I got on a flight to Chicago, got off the plane, walked into Big John's about three in the morning, in time for the last set. And I heard the most amazing music. It was thrilling, chilling - changed my entire genetic code.

At the end of the set I talked to Butter and told him I wanted them to make a record with Elektra. Paul always had to have an argument. This one lasted about ten minutes over pizza. Then he said, "OK".

Then Butter said, "Are you tired yet?"

I said, "No, I'm on fire, I'm ready."

He says, "Great. I've got this buddy playing at an after-hours club over on the South Side. Pepper's Lounge".

I walk in and it's Muddy Waters. Those guys were playing at the clubs every day then. So Paul showed me the last of the great era on the Chicago South Side.

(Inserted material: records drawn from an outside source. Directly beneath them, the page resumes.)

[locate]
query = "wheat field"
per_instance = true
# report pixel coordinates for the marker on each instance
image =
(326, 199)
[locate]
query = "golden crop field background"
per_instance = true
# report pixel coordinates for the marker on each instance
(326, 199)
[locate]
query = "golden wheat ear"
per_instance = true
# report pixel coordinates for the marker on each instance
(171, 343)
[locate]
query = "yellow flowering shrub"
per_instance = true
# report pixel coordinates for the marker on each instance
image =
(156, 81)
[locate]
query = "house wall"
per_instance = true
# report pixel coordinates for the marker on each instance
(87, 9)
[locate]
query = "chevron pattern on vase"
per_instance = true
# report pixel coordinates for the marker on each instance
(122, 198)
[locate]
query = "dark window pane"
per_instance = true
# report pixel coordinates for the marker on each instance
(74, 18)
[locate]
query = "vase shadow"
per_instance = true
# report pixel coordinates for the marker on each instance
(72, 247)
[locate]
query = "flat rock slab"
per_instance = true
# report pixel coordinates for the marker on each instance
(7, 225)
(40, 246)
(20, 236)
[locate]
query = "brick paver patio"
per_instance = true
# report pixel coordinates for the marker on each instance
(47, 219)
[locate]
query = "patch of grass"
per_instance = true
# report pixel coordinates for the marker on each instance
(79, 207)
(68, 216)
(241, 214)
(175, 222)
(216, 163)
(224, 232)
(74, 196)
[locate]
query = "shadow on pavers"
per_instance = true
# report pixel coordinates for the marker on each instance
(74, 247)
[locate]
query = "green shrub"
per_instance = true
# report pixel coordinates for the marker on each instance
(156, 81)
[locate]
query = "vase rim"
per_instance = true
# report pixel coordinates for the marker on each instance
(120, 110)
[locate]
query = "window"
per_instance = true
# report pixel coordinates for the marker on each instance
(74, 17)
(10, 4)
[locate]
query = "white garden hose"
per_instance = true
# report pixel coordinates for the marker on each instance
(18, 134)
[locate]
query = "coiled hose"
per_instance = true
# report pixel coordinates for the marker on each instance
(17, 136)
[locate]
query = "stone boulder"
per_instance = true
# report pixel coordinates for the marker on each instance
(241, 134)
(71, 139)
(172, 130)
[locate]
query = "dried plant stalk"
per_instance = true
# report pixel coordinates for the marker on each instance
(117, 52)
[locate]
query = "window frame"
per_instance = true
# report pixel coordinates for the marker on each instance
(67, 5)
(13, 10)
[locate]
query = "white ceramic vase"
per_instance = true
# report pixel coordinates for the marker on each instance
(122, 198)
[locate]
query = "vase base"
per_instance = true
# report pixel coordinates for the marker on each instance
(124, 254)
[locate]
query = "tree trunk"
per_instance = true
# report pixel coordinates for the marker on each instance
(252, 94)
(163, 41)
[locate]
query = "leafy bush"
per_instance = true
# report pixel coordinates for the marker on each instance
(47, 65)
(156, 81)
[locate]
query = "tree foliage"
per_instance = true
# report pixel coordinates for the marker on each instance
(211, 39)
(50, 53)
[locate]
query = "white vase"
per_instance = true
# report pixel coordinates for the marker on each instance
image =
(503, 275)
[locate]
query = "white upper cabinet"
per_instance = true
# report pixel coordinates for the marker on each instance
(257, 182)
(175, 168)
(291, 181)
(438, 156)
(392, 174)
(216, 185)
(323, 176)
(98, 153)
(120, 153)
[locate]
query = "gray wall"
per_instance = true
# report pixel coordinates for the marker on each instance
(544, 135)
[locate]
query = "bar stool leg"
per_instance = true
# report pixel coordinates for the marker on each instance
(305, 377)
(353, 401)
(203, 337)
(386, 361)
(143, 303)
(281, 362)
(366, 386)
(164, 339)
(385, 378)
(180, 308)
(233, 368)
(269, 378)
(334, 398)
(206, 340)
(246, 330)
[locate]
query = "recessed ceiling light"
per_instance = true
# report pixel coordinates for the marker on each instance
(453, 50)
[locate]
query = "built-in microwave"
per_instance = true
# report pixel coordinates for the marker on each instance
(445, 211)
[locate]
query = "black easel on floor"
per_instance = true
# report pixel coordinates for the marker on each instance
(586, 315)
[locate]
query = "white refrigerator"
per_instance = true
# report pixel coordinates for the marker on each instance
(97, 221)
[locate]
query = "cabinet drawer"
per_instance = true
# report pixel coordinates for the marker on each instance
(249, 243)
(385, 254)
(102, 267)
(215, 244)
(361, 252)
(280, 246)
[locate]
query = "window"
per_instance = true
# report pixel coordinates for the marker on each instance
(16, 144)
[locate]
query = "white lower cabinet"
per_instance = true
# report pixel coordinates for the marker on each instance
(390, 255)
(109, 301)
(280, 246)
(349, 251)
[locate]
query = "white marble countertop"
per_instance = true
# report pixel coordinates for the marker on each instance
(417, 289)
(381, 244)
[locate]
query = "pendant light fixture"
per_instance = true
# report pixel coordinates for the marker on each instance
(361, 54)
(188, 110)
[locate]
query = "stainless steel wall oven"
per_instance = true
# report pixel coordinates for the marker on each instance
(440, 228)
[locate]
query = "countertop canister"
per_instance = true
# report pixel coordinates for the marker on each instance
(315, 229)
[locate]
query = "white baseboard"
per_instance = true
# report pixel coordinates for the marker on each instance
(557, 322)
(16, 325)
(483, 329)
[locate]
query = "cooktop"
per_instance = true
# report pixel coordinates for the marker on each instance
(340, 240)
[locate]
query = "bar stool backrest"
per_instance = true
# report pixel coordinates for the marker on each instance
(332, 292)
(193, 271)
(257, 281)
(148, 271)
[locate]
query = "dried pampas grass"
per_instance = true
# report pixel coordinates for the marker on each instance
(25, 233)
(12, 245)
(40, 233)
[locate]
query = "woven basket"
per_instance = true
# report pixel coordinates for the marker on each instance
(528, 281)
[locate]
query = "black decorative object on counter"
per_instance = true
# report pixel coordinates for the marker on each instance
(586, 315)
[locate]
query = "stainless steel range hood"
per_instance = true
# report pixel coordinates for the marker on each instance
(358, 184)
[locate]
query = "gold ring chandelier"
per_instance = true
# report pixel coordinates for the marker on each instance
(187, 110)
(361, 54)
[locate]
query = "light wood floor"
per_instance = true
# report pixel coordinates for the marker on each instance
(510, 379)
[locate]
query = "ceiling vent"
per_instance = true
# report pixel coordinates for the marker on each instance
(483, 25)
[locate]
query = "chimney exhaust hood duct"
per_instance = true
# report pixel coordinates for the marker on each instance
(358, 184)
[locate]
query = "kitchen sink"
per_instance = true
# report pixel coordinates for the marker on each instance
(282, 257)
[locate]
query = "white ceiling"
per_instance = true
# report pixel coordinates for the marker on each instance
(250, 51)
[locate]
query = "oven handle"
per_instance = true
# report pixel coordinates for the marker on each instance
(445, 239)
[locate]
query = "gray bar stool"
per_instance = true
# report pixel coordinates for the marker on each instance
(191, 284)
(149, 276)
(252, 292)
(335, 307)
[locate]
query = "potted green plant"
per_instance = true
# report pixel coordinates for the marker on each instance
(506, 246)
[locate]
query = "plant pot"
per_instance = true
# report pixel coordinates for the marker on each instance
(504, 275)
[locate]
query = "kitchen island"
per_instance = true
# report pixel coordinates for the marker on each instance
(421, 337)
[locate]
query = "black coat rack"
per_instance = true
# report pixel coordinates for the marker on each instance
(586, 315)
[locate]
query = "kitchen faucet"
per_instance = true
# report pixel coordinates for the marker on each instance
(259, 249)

Towards dawn he says, "One more stop." We walk into a luncheonette kind of place, and there's another band playing, and it's like a pale reflection of Paul's band. But there was a guitar player that just tore my mind apart.

About four tunes in I turn to Paul and say "Who is that?"

He says, "Oh, that's Mike Bloomfield. That's his band."

I say, "Wow, how come he's not in your band?"

He says, "Nah, he's got his own."

I say, "How would you feel if he was in your band?"

He says "Wow, it would be great. Two guitars. Amazing. Nah, it'll never happen."

I say "Do you mind if I give it a shot?"

He says, "No, but I've tried it twenty times."

Michael comes and sits down at our table. We shake hands. We then do a half hour of intense, intellectual Jew at each other. He found a kindred soul, I found a kindred soul, it was wonderful.

Finally, I said, "Michael, how would you like to leave your band and join Paul's band? We're going to New York to make a record."

He said, "Sure."

Butterfield is sitting there with his jaw on the table.


But where was Joe?

Joe Boyd and Donovan

PostPosted: Thu May 11, 2006 1:04 pm
by uiwangmike
You can hear more of Joe Boyd, as much to the point as ever, on Radio 2's fascinating Story of Donovan, hosted by the redoubtable Bob Harris, but rather confusingly titled after a Tom Paxton song, Rambling Boy.